Quatro
possibilidades de registo, outros tantos conceitos de fotografia. Como arte?
1.
Duarte Amaral Neto (Lisboa) apresenta um trabalho de re-fotografia onde induz
uma narrativa a partir de palavras chave que redireccionam a mente para um
contexto conhecido, a 2.ª Guerra Mundial, a partir de despojos de um acervo de
um familiar datados do princípios dos anos 30. Pela alteração da legenda toda a infidelidade potencial do
registo fotográfico se revela. A grande qualidade da verosimilhança desfaz-se
com este exercício de manipulação que demonstra que a fotografia é impossível como
garantia de narrativa do real enquanto facto.

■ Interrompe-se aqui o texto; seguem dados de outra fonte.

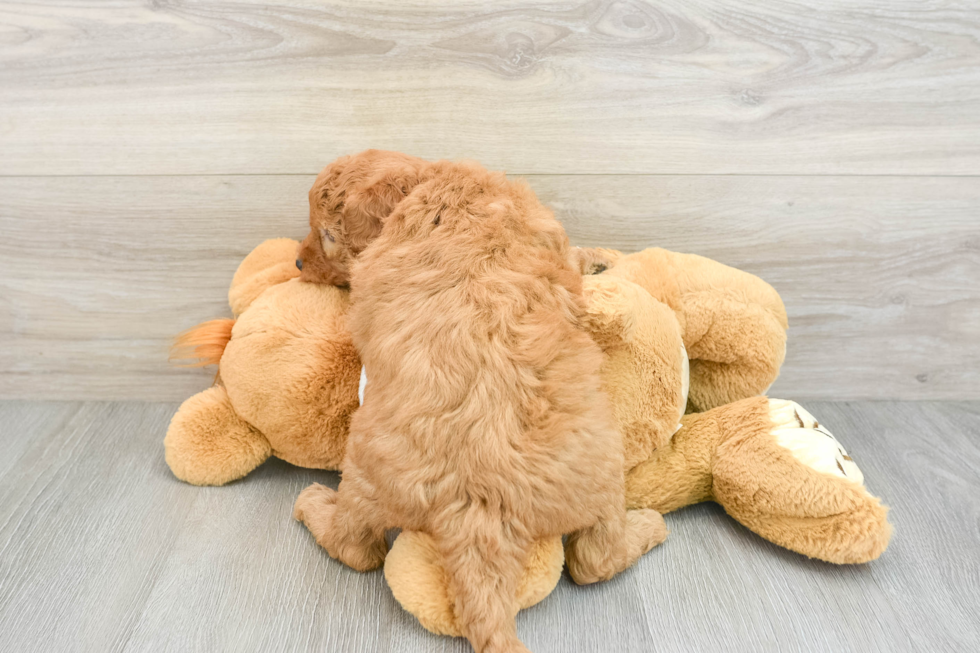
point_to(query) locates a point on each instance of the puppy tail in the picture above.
(484, 559)
(203, 344)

A fotografia será sempre parcial
e manipuladora e as suas seduções são a sedução enganadora do lado bom que
esconde o mau ou do mau que se esconde no bom.
Ao
acervo fotográfico acrescentam-se a exposição de objectos envelhecidos que não
são fotografados e, por isso, complementam com dados corpóreos a dimensão do
tempo que passou concluindo assim a encenação da história e a indução da
mentira no carácter memorialista, de registo documental que se presume sério e
científico. Mas a mentira não nega a arte, muito até pelo contrário como
explicou Óscar Wilde em “O declínio da Mentira”.
Por
isso, abre uma discussão sobre o valor artístico da fotografia já que a mentira
tem o seu préstimo na arte enquanto ideia de ilusão ou, pelo menos, de não
factualidade. Se pela técnica implícita a fotografia, como o cinema, é sempre
registo e, por sua natureza, forma documental, a questão está em saber se a
ficção do que se supõe factual e a possibilidade de enganar por indução e
sugestão, são suficientes para tirar a fotografia do domínio da verosimilhança?,
ou, dito de outra forma, se a memória na fotografia é mimesis?

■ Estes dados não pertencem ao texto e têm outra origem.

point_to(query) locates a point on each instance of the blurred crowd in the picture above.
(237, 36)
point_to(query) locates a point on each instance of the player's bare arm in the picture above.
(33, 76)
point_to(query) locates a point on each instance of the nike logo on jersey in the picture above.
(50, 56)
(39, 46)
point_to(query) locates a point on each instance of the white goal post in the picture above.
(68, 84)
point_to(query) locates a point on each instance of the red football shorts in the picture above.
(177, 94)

2. Cia de Foto (São Paulo) grupo brasileiro com preocupações teóricas e que pretende dar respostas concretas, ou seja: dizer o que é a fotografia. E isso é o que está entre dois tópicos: o escuro e o estático. O escuro como recusa da luz ou o recurso à luz mínima (mesmo que manipulada) que permita a eclosão da superfície; e o estático como impossibilidade em si mesmo já que tudo está num devir.
2. Cia de Foto (São Paulo) grupo brasileiro com preocupações teóricas e que pretende dar respostas concretas, ou seja: dizer o que é a fotografia. E isso é o que está entre dois tópicos: o escuro e o estático. O escuro como recusa da luz ou o recurso à luz mínima (mesmo que manipulada) que permita a eclosão da superfície; e o estático como impossibilidade em si mesmo já que tudo está num devir.
A
ideia de apresentar o contrário da fotografia mas não deixando de recorrer ao
que é, porque tem de ser, a fotografia. Nem toda a interrogação da arte conduz
à arte em si. O que é interrogar a fotografia se nessa interrogação ela é o que
queria negar, ou seja, para quê recusar a luz e a instantaneidade se é isso que
minimamente tem de acontecer para que a fotografia aconteça e tentar fazer dos
limites disso uma teoria sobre a fotografia afirmando que é o que não é?
Por
fim, há o que a fotografia é, o instantâneo, o que se capta, unilateralmente é
certo, mas o que se capta com precisão com rapto, com oportunidade. A longa
preparação de palcos e luzes poderá ter um efeito cénico de grande beleza
gráfica e até pictórica, mas será isso a fotografia?
3.
Mauro Pinto (Maputo), jovem fotógrafo moçambicano, apresenta uma série de
fotografias intitulada: “Dá licença”. O fotógrafo capta o momento, a
permanência de espaços domésticos abandonados, mas a que a cor, a disposição
dos móveis, as texturas e a profundidade de campo, dão uma presença impressiva
e quase pulsante. De todos os trabalhos é talvez aquele que fica mais fiel ao
objecto da fotografia. O registo de uma realidade tal qual ela se apresenta e
retirando dela todo o seu potencial expressivo. Dá licença é uma intromissão na intimidade de um lar, ou de vários,
e por isso se pede licença, para precisamente poder permanecer sem ser intruso.
Curiosamente,
Dá licença não se reduz à boa
educação de pedir licença à família, no caso vertente, da suposta família que
habita ou habitou o espaço a fotografar. A família já não habita. Então Mauro
Pinto pede licença a quem? O oficio de fotógrafo impõe-lhe, talvez, essa ética que
a fotografia, essa janela indiscreta, esse olho que regista maquinal e
amoralmente o que deve e o que não deve registar, precisa de respeitar. Uma
moral que lhe dê cidadania, porque a realidade não está aí para ser violentada
mas para ser respeitada. Dá licença é,
sobretudo, uma forma de consciência de que a máquina que apenas dispara precisa
de conter o ímpeto, a vontade e a legitimidade do atirador, não pode estar
descomprometida dos outros e da sua legítima privacidade, nem da própria
realidade enquanto expectativa de que todos partilhamos. No “Blow up” de M.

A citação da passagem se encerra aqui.